Living with Ambiguity
By Ralph Lynn
I must be a compulsive optimist. To most of the news of our mad world, my reaction is, “I give up!” Yet, I continue to try to sow beneficial seed, even though it is quite clear that much of the most useful seeds of wisdom sown by all the sages of all the ages have fallen upon inhospitable soil. My current seed is the suggestion that our world is, on the whole, inescapably ambiguous. Few choices are unequivocally clear; to the thoughtful, most choices must be made among undesirable options. The seed in this column is being broadcast in the improbable hope that, in the stony ground of anti-government, anti-abortion, and anti-public education activism, it may bear a bit of fruit.
Perhaps the clearest illustration of inescapable ambiguity in life is in the field of economic philosophy.
An economic philosophy based upon the practice of the Golden Rule is undoubtedly the ideal.
This would mean cooperation rather than competition. It would also entail a significant and voluntary sharing of all of the good things of life. In economics, this seems to be the ideal according to our Judeo-Christian heritage.
The problem, quite clearly, is that few — even of the most devout believers — take the Golden Rule seriously save as a relatively meaningless memory verse.
Unhappily, one must admit that this Judeo-Christian economic philosophy is ethically so exalted as to be essentially irrelevant.
“We can call ours a Christians nation if we like. We can — and have and do — respond positively and enthusiastically when some Reaganesque demagogue refers to the United States as the “city on the hill” or the “last ˆ best hope of mankind.” But this is pulpit and Fourth of July oratory; it has nothing to do with reality.
Clearly, the Judeo-Christian economic ideal is not a viable option. But we have, I think, chosen the best possible approach to economics. We have chosen laissez-faire; we have chosen the market economy. Too few of us realize, however, that our chosen economic system, which too many of us regard as beyond criticism, is based upon greed.
Fewer, still, understand that greed is the diametric opposite of the unselfish ideal which we, in our religious mood, exalt.
But we have chosen a system which works. It works because it is based upon the firm foundation of almost universal selfishness. It works also because we — even though subconsciously — are sufficiently stricken in Judeo-Christian conscience to civilize our free market system by providing a “safety net” of social services approved by every president, every congress, and every political party since the New Deal.

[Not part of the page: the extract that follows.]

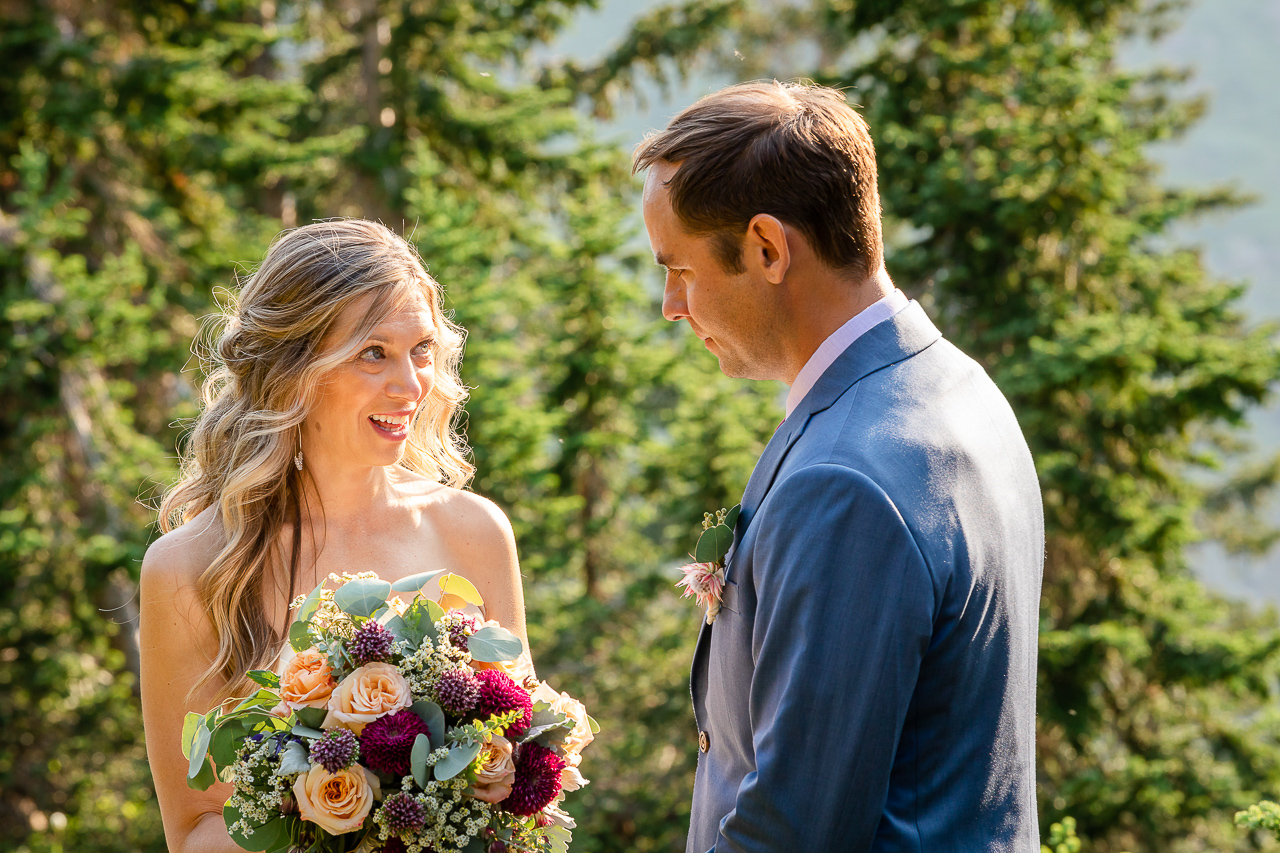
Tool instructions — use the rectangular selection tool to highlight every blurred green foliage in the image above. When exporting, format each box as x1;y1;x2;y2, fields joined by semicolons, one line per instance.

Without the safety net, the dog-eat-dog-and-the-devil-take-the-hindmost market system would inflict horrors compared with which any extreme of the abortion controversy would be minor.
If this line of reasoning is valid, the anti-abortion activitists and the antigovernment activists and the anti-public education activists, if they were wiser, would come to terms with the inescapable ambiguity of these problems just as they, and all of us, have come to terms with the ambiguity of our economic problem.
Given the unchanging and unchangeable character of human beings, the ideal course we all might choose is never an option. We can choose only among options less than the ideal.